I'm new to this forum and this is my first post.
I'm trying to find some resource material regarding single-handed cruising, in particular in the Caribbean.
I am 57 years old and have no family or spouse - and my dream is to live aboard a 34-40 foot boat that is designed and equipped for living 'on the hook' and capable of being handled by a single person.
I am trying not to go into this with my eyes shut, and am doing what I can to learn as much as possible before jumping in with both feet.
I've read many posts here, and learned quite a bit from your experiences. I have also bought and am reading Mark Nicholas' book, "The Essentials of Living Aboard a Boat" - which is sobering and encouraging at the same time.
Despite my efforts, there are many questions that I still have and seem unable to find answers for. Maybe some of you can help?
I'm not going to ask all my questions in this post - and don't worry, I already am aware of many of the requirements for living on the hook, such as adequate tankage, power generation, water conservation etc.
Here's my first question.
*What rigging and sail plan works best for single-handed sailing?*
I realize this depends on the experience and abilities of the sailor. Although I did some sailing when I was younger out in Vancouver, B.C., I will be having to brush up on a lot of things. I'm going to the US Virgin Islands in April for a one week ocean sailing and navigation course, which I am looking forward to immensely.
I'm interested in a cutter rig - in particular, a Tayana 37 which seems to have the fuel, water, waste capacity and sturdiness that would seem to suit my needs. But I don't know how two fore-sales could be handled by a single person. I'm not set on the Tayana, but from what I've seen they seem like good boats. Any others that I should be looking at?
I know what a self-tacking jib is, but I don't know if a cutter could be fitted with one. I think I know what a club-footed sail is, but I'm not completely sure how it works. I also don't know how dependable furling sails are, in particular mainsail boom furlings.
If any of you can help with these question, I would be very pleased to hear your words of wisdom!
Thanks, and I'm looking forward to becoming a regular contributor to this forum.
Cheers!


----------



## timmynocky (Nov 2, 2009)

How about a Junk Rig?

It's the ideal cruising rig, especially for the singlehander.

Mike

DIY Wood Boat.com


----------



## CaptainForce (Jan 1, 2006)

In earlier times and up to about thirty years ago, many people favored a split rig, most commonly a ketch, in order to single hand.

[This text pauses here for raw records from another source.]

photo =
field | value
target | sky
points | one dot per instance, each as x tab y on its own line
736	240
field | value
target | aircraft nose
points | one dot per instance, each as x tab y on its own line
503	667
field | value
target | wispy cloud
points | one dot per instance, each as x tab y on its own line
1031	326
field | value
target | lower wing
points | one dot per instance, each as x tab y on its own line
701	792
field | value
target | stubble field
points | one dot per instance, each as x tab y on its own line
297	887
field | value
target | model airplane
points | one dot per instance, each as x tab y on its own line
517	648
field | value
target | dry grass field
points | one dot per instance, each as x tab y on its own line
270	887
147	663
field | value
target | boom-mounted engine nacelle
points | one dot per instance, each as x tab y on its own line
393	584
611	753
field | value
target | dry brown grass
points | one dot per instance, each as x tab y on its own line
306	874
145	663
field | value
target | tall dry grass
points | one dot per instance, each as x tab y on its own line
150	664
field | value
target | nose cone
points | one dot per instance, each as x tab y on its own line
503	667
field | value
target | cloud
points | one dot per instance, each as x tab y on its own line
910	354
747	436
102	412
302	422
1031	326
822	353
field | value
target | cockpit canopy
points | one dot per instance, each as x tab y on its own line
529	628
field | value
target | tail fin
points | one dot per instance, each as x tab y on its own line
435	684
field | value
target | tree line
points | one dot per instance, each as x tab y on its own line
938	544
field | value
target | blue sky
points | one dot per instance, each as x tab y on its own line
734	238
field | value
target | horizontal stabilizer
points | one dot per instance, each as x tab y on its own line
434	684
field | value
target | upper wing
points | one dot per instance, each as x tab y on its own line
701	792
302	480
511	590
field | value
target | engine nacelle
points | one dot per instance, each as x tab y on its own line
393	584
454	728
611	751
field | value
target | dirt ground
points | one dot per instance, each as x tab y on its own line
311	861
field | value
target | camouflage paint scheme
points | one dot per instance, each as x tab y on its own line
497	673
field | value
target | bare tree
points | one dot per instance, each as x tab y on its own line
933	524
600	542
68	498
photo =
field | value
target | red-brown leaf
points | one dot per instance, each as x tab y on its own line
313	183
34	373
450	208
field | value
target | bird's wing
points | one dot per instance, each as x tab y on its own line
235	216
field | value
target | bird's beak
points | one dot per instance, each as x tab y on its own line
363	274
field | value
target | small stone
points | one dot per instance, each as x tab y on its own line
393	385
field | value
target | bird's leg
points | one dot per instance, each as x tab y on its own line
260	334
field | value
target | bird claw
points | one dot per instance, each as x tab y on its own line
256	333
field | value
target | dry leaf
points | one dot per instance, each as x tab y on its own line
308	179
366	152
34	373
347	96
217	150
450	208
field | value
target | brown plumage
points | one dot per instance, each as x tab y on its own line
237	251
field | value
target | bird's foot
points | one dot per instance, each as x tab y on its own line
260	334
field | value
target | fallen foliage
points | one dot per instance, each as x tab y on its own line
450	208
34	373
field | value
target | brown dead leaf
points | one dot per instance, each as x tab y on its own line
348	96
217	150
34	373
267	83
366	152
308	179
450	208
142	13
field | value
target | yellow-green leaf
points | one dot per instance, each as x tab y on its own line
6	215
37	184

This kept the size of the largest sail smaller and easier to handle. Now, with all the furling systems, I would think that the best performing and easiest rig to single hand would be a cutter with both jibs and main furling. 'take care and joy, Aythya crew


----------



## deniseO30 (Nov 27, 2006)

I single hand my O 30.. the best and most important thing we did to my boat was route the main halyard to the cockpit. then the new traveler lines are also back to the helm. I generally don't have to leave the cockpit. in higher winds the genoa gets rolled in jiust enough that one doesn't have be muscle bound to manage it.


----------



## Tanny (Oct 25, 2009)

Thanks folks - for the replies so far!
I didn't know you could fit anything but a 'Junk' with junk rigging - or that it was as versatile as timmynocky tells me. It just looks odd to me - but hey - keep all options open!
I'm learning about furling systems, and I think I understand most of what they're about, but I still wonder about self-tending and club footed foresails. Can they be combined with furling systems? and does anyone know if they work with a cutter like a Tayana 37?
Thanks again for the responses!
Cheers!


----------



## sailingdog (Mar 19, 2006)

Instead of a cutter rig, I would recommend a sloop rig, which could be fitted with a self-tacking jib. A hoyt jib boom or similar setup is not possible on a cutter rigged boat for the main headsail, since the inner forestay would be in the way.


----------



## Tanny (Oct 25, 2009)

Hello sailingdog,

The cutter would give more options with smaller sail areas wouldn't it?
I think whatever I get, I'd like a self-tending headsail, or in the case of a cutter a staysail with a jib-boom. I think the staysail on a cutter can be equipped that way without interfering with anything, couldn't it? And then use a 100% yankee on the foresail so it won't get fouled on the inner forestay when tacking.

And then of course, I'd have to look at an autopilot or air vane to allow me to leave the helm occasionally...


----------